Pierre Laval : le silence avant la condamnation à mort
[1945AprèsleprocèsdumaréchalPétaindevantlaHauteCourdejusticeàl’été1945c’estautourdePierreLavald’êtrejugépourhautetrahisonL’audiencesetientdanslamêmesallequiavulevieuxmaréchalcondamnéàmort(avantd’êtregraciépardeGaulle)celle-làmêmequiaaccueilliilyapeuleprocèsdugardedesSceauxÉricDupond-Moretti
D’abord combatif, l’ancien chef du gouvernement choisit le silence, face à la haine qui se déverse contre lui. L’audience, qui tourne au fiasco, est bouclée en quatre jours. Condamné à mort, il est exécuté le 15 octobre 1945, après avoir tenté de se suicider en avalant de l’arsenic.
Dr Petiot : bravache, il revendique 63 assassinats
1946. Poursuivi pour 27 assassinats crapuleux commis pendant la guerre dans son hôtel particulier, le docteur Petiot, bravache, en revendique à la barre 63 – des traîtres, des collaborateurs et des Allemands, assure-t-il. En réalité des personnes, voire des familles, souvent juives, fuyant la Gestapo.

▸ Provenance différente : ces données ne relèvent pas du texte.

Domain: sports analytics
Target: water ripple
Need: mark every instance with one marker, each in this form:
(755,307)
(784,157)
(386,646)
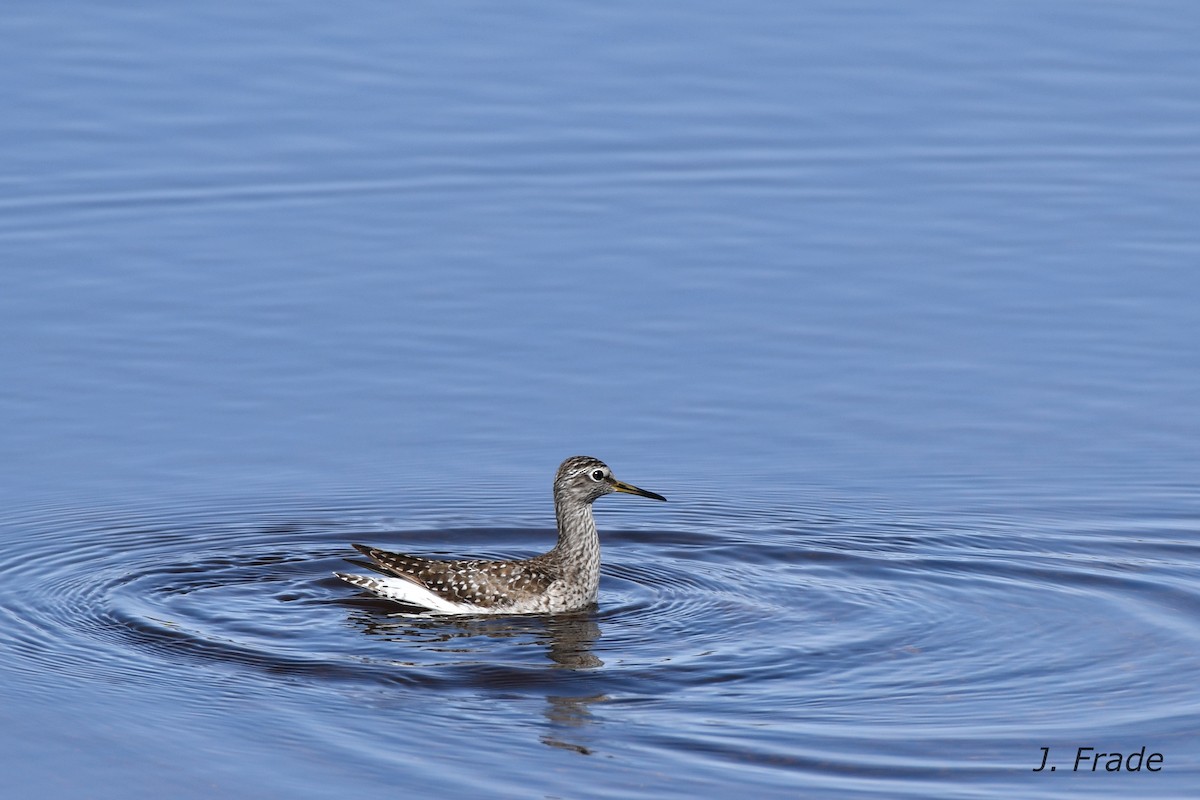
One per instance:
(834,626)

À côté des cadavres en décomposition, pas moins de 72 valises seront retrouvées dans son hôtel particulier de la rue Le Sueur. Et ramenées au procès, formant des piles instables placées derrière les jurés. Petiot fut déclaré coupable, et exécuté le 25 mai 1946.
Pauline Dubuisson : les mille tourments de cette femme trop libre
1953. L’histoire avait défrayé la chronique au début des années 1950, inspiré Clouzot pour son film «la Vérité » (1960), avec Bardot, et été décortiquée dans ses moindres détails par le génial Philippe Jaenada (« la Petite Femelle », 2015).
Les larmes de Pauline Dubuisson ne coulent pas encore sur ses joues, mais elles disent les mille tourments de cette femme trop belle, trop libre, poursuivie pour avoir tué son ancien fiancé. Condamnée aux travaux forcés à perpétuité, elle fut finalement libérée en 1960 pour bonne conduite.
« Clichés d’audiences » (ediSens, 35 euros). Une exposition itinérante de ces photographies est visible au tribunal de commerce de Paris, sur l’île de la Cité, jusqu’au 29 février.